Country music, Christianity, and Carrie Underwood

For the past several months (maybe even year or two), I've been pondering an essay on how short and overt expressions of Christianity seem to be a staple feature of the country music genre and the severe cognitive dissonance this sometimes produces. Several events have happened recently that convince me I need to write this essay sooner, rather than later.

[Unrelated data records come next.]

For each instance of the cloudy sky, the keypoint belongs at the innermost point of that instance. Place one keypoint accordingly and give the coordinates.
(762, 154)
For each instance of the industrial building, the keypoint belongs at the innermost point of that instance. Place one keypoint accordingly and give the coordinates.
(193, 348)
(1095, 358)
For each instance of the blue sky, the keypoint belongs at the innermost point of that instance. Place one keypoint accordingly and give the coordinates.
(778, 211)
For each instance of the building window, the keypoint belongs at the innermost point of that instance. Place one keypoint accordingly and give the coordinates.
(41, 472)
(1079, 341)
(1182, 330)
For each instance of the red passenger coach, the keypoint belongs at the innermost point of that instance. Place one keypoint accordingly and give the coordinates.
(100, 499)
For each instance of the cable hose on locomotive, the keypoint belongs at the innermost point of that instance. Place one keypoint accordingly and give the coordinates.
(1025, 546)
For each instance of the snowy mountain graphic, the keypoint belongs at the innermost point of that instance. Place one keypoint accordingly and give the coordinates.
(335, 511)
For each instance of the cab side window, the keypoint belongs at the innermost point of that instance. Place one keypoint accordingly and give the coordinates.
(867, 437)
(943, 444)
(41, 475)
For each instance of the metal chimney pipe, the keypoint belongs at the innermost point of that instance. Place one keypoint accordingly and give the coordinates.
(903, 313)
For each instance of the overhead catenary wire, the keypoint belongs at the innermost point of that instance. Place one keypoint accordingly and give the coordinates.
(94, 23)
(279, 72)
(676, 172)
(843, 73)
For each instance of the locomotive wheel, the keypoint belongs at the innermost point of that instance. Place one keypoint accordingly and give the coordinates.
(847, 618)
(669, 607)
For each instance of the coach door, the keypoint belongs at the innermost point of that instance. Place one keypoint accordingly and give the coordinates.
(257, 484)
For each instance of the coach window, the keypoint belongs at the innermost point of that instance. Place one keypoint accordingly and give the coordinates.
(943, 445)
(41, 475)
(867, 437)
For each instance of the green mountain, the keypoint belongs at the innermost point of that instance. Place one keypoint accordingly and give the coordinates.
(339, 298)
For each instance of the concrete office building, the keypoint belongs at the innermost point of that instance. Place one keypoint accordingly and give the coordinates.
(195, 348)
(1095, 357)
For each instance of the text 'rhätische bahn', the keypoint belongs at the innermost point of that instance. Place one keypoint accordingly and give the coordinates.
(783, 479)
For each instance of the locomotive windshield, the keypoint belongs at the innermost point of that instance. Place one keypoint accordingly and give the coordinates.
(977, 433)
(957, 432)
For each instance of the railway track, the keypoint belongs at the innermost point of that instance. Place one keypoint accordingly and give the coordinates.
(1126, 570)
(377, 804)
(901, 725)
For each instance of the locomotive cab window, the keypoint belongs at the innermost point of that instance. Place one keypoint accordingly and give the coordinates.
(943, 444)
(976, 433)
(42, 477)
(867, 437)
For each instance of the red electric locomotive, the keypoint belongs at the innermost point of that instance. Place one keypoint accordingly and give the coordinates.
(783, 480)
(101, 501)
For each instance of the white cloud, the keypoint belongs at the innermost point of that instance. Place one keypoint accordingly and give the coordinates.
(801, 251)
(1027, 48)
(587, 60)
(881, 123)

So, to get the ball rolling, let me point out one juxtaposition that currently makes my teeth ache: Carrie Underwood, the new country sensation whose career was launched by American Idol. Her first release was a sappy number named "Jesus, Take the Wheel" and had all the theological subtlety of a brick in the face. Her second release was an unremarkable coming-of-age number "Don't Forget to Remember Me" which pretty much confirmed her reputation as Sweetness and Light Personified. Her current release, however, changed all of that. "Before He Cheats" is a powerful and raw number about getting revenge on a no-good cheatin' scoundrel -- and let me tell you, his truck is toast. By the time she gets done with it, you could put it between your legs, squeeze it like toothpaste, and nine out of ten dentists wouldn't recommend it for anything.

Of her three songs, "Before He Cheats" is the only one I like. Yet I'd like it a lot better if someone else -- anyone else -- sang it, because Carrie "Jesus, Take the Wheel" Underwood may have the singing chops to pull the number off, but the mental clash between the message in the two songs is overpowering. Now, I don't want to say that people who profess Christian beliefs must always be paragons of virtue in every way, because even if it were possible I don't think it's a healthy goal to pursue. (Remind me some other time to share my thoughts on what being Christ-like means.)

On the other hand, though, there's too big of a gap between "Jesus, Take the Wheel" and "Before He Cheats." Yes, I know, these are songs; they're entertainment. But that's what really bothers me. There is a large group of people out there who self-identify as Christian, who are (for the most part) decent people. Yet few of them look at these two songs and say, "Um, gee, something doesn't add up here." The country music industry -- widely known (and lampooned) for its constant repition of such uplifting themes as infidelity, drunkeness, violence, and other disaster of life both major and minor -- has managed to pull a fast one on its audience by inserting brief interludes of verbal piousness in a format that is otherwise filled with examples of every heartache, vice, and sin known to man.

Where is the disconnect? How does this happen? Is this a failure of Christianity or is there something else at work here?